Molecular characteristics of SRLV circulating in the post-eradication phase in Switzerland
To characterize the molecular features of the abovementioned attenuated SRLV strains, we fully sequenced 3 previously described SRLV A4 isolates. At first, the sequence analysis was unspectacular, showing that the three sequences were highly similar to each other and closely related to a previously reported SRLV A4 sequence. A more detailed analysis of their genomes revealed that the one isolate was most probably the product of a recombination event between the two other viruses, confirming the plasticity of these viruses. We then analyzed the virus sequences for the presence of intact ORF, looking in particular for genes encoding well known virulence factors, which were all present and intact. By contrast, the LTR region of these viruses presented several mutations potentially linked to the attenuated phenotype in vivo.

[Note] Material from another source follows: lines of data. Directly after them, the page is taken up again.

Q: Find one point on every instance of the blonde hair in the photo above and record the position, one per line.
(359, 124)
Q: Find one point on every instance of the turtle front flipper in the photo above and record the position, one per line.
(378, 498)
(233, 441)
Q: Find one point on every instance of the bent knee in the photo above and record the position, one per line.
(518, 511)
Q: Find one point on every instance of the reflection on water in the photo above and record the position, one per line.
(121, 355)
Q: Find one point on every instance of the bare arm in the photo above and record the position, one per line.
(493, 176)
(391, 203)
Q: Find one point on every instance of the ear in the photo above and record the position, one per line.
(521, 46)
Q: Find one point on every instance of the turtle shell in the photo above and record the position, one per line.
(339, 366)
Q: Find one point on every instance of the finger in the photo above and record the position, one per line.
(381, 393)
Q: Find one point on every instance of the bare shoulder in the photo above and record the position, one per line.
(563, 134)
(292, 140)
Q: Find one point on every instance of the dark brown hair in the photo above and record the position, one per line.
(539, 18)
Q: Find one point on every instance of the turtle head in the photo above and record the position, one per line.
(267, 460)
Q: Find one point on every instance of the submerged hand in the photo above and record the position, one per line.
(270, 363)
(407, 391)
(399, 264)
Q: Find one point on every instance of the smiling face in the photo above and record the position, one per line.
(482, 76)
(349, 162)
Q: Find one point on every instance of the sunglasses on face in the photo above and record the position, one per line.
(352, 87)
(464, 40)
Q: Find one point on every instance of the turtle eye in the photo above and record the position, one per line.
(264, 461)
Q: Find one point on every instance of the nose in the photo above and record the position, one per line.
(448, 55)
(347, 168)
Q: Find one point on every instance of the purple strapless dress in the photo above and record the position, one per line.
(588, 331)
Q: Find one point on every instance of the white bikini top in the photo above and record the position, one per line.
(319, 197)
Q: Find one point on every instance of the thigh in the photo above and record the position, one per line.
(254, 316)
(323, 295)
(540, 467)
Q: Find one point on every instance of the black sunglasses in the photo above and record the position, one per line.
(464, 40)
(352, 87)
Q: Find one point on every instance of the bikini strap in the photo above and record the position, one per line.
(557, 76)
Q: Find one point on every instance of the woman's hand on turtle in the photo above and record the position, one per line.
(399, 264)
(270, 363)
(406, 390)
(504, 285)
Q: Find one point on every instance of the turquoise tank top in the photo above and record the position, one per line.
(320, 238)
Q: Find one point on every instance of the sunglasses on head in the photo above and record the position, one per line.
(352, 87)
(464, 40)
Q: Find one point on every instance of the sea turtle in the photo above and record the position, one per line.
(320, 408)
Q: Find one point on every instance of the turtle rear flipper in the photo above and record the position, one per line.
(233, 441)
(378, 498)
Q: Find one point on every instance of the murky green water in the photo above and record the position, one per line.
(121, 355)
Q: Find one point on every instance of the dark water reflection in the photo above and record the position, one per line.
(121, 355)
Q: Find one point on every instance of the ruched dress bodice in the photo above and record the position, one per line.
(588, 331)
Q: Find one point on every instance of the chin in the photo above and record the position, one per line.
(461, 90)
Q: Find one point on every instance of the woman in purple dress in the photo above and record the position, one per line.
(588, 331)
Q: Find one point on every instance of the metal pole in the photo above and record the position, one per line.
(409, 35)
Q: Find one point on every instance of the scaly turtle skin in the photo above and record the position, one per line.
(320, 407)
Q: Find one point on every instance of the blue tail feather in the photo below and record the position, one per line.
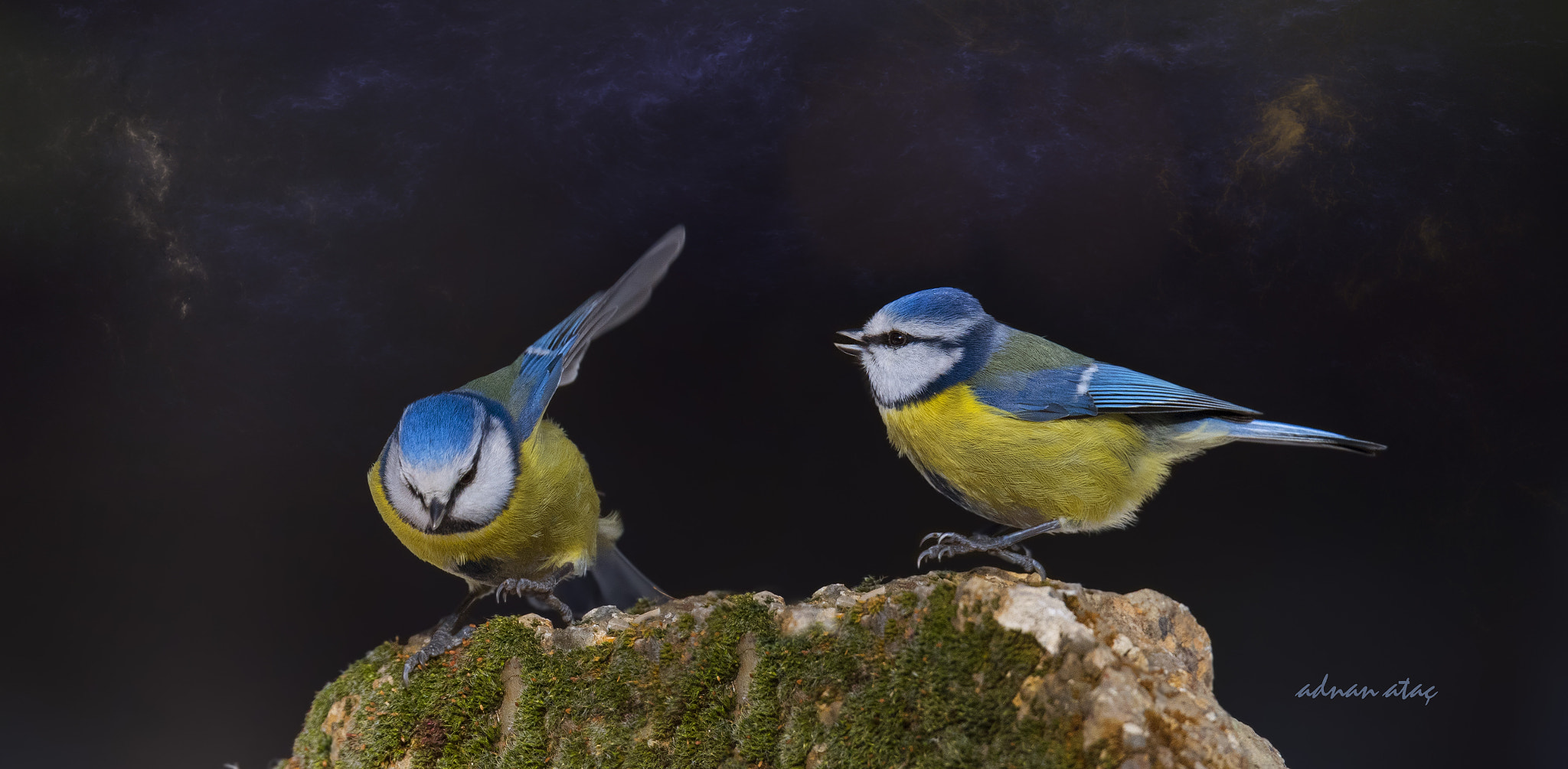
(1259, 431)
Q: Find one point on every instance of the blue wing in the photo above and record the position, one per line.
(1092, 389)
(529, 383)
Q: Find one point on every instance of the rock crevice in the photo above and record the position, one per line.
(984, 667)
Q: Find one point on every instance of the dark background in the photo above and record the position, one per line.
(240, 237)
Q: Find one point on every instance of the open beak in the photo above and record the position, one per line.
(857, 344)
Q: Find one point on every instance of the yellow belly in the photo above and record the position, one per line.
(1089, 472)
(550, 519)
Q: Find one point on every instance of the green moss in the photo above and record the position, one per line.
(896, 685)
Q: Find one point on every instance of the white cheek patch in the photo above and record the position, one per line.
(493, 481)
(403, 502)
(899, 373)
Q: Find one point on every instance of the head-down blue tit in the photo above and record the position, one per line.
(1029, 434)
(480, 484)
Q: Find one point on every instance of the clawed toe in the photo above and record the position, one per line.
(543, 589)
(951, 544)
(441, 640)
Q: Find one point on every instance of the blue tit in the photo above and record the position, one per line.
(1027, 432)
(477, 483)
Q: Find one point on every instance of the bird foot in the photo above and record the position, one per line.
(541, 589)
(952, 544)
(441, 640)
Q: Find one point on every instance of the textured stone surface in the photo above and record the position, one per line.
(984, 667)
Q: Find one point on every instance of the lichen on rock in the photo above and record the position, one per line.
(971, 670)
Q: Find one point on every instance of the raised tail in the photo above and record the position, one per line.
(1259, 431)
(612, 582)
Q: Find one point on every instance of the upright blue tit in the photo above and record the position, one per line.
(1027, 432)
(480, 484)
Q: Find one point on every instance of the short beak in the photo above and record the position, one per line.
(855, 347)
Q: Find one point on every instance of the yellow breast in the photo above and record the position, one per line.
(1089, 472)
(550, 517)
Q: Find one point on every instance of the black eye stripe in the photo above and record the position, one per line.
(897, 339)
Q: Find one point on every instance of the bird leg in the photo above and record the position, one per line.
(541, 589)
(1008, 549)
(446, 633)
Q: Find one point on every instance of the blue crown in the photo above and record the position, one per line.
(436, 429)
(935, 305)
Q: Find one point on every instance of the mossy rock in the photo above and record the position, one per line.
(968, 671)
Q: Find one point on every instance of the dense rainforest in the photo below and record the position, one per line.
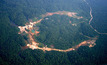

To test this hypothesis, we constructed an infectious molecular clone of the g6221 SRLV A4 isolate. This molecular clone replicates in fibroblastic cells and macrophages similarly to the wildtype virus. A detailed analysis of the promoter activity of the LTR revealed an AP-1 binding site that is crucial for the promoter activity in reporter gene assays as well as in the context of a replicating molecular clone. Other sites described in the literature appeared to be less crucial. Analysis of a unique AP-4 site showed a clear discrepancy between results obtained with reporter gene assays and mutated viruses. Within the limits of this in vitro study, however, we did not find evidence pointing to the LTR as the genetic correlate of attenuation for these viruses. Therefore our quest to unveil the molecular correlates of attenuation in these prominent SRLV A4 strains is continuing.